ROMA – I 1.900 esuberi già metabolizzati dai sindacati non bastano. Forse non saranno 3.000, ma probabilmente fra i 2.500 e i 2.700. Con le banche socie, poi, si dovrà trovare una soluzione soddisfacente in materia di ristrutturazione del debito, nonostante le ritrosia alla cancellazione e alla conversione in azioni. E il Governo, oltre ad offrire sponda ai lavoratori in uscita, dovrà fare la sua parte sul caso Malpensa e sulla necessità di puntare sulle rotte intercontinentali, tagliando il cosiddetto medio raggio. Sono queste le principali condizioni, poste da Etihad, sulle quali farà il punto il consiglio di amministrazione di Alitalia nella giornata di martedì alle 15.00 a Roma.

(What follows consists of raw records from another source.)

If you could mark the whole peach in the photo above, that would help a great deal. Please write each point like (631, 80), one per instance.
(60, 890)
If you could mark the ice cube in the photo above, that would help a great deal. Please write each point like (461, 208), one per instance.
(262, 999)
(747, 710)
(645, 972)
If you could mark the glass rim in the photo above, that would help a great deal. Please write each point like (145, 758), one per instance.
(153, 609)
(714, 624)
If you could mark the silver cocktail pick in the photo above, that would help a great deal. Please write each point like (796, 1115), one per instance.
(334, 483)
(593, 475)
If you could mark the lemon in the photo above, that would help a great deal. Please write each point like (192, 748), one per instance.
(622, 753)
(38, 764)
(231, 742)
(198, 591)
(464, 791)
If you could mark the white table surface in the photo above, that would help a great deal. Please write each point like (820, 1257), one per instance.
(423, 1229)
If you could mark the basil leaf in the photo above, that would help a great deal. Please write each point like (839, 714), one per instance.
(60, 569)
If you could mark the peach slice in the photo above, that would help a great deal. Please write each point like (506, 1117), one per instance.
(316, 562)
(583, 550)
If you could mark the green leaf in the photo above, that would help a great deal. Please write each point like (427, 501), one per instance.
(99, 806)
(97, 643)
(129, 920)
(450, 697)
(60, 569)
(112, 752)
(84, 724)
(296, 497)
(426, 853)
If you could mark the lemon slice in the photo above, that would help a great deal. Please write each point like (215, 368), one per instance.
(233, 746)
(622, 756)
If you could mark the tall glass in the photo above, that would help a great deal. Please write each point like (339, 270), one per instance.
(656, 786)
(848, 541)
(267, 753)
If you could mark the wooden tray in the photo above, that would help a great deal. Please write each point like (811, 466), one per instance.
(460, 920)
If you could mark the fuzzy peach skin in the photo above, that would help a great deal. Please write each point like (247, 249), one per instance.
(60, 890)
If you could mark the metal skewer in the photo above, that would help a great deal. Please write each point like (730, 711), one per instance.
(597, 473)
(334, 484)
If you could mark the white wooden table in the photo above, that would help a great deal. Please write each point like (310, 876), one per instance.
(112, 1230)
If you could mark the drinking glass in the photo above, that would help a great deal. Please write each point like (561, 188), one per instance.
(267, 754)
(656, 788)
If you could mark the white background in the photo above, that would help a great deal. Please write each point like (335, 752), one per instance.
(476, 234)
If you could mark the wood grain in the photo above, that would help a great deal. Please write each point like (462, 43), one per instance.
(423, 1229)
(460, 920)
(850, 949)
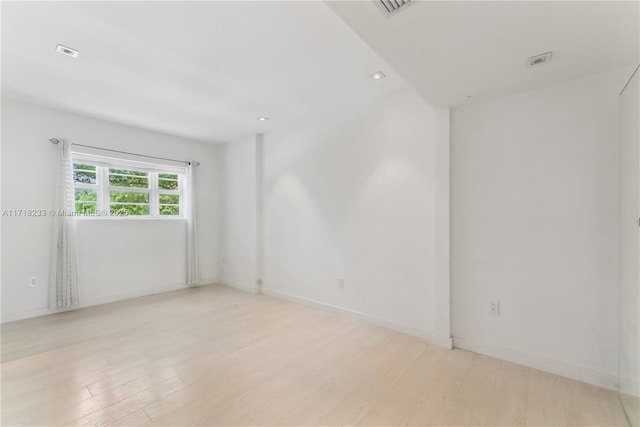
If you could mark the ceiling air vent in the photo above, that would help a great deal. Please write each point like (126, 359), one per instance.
(539, 59)
(391, 7)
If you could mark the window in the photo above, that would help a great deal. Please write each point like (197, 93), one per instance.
(111, 187)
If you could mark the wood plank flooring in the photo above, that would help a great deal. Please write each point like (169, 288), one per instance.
(217, 356)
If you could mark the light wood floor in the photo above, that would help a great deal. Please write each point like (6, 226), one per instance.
(218, 356)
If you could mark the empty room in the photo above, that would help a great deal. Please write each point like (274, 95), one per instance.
(335, 213)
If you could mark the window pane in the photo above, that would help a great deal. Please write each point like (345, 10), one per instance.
(85, 174)
(128, 178)
(169, 210)
(128, 197)
(128, 172)
(169, 199)
(85, 195)
(84, 167)
(86, 207)
(168, 184)
(123, 209)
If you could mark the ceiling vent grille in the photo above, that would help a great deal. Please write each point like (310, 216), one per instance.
(390, 7)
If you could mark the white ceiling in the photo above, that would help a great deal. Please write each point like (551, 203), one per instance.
(450, 50)
(206, 70)
(203, 70)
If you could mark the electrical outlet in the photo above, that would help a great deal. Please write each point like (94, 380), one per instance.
(494, 307)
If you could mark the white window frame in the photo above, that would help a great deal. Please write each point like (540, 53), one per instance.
(103, 189)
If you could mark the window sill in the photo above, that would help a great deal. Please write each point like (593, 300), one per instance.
(125, 218)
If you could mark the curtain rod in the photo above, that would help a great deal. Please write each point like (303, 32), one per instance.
(57, 141)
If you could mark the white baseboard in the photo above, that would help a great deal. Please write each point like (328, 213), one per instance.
(245, 288)
(12, 317)
(552, 366)
(410, 330)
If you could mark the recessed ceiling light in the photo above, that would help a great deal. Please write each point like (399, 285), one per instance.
(67, 51)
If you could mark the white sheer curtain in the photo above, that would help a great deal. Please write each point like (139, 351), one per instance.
(193, 267)
(63, 282)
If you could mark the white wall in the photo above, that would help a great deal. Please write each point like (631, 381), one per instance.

Tutti temi noti da giorni. Almeno da quando la prima lettera della compagnia emiratina è arrivata sul tavolo dell’a.d. Gabriele Del Torchio, che sono poi stati ripresi dalla risposta partita da Roma (al momento senza contro-risposta da Abu Dhabi), ma che non hanno ancora trovato una soluzione in grado di portare ad un accordo. Anzi, che ancora oggi rischiano di dividere in modo definitivo le parti. Proprio per questo l’opera di rassicurazione dell’a.d. (e il lavoro degli advisor Citi e JpMorgan) è continuata anche durante queste festività pasquali, in cui sono andati avanti i contatti telefonici fra Italia e Abu Dhabi. Per quanto riguarda gli esuberi, da tempo si parla di un taglio richiesto tra le 2.500 e le 3 mila unità, che secondo alcune indiscrezioni potrebbero essere ricollocate in aziende pubbliche (principalmente Poste, per altro coinvolta nella partita dopo l’investimento da 75 milioni di euro di qualche mese fa).
Alcune ricostruzioni indicano adesso l’intenzione, da parte del management di Alitalia, di puntare a un pre-accordo con i sindacati che prevede la cassa integrazione a zero ore per 1.000-1.100 dipendenti, opzione in grado di soddisfare le esigenze di efficientamento presentate dalla compagnia araba. Quanto alle rotte, Etihad avrebbe insistito per una riorganizzazione radicale, con un taglio per il medio raggio, un rafforzamento dell’intercontinentale e un forte impegno sulle infrastrutture necessarie per valorizzare Fiumicino.
Uno degli scogli più difficili da superare, stando alle voci, sarebbe invece quello dei debiti. La compagnia guidata da James Hogan insiste per un taglio di almeno 400 milioni di debiti verso le banche, su un miliardo circa in totale: Unicredit e IntesaSanpaolo non sarebbero però intenzionate a venire incontro alla richiesta, anche se perdere l’occasione di un rilancio della compagnia, e quindi del loro investimento, peserà non poco sulla loro posizione finale.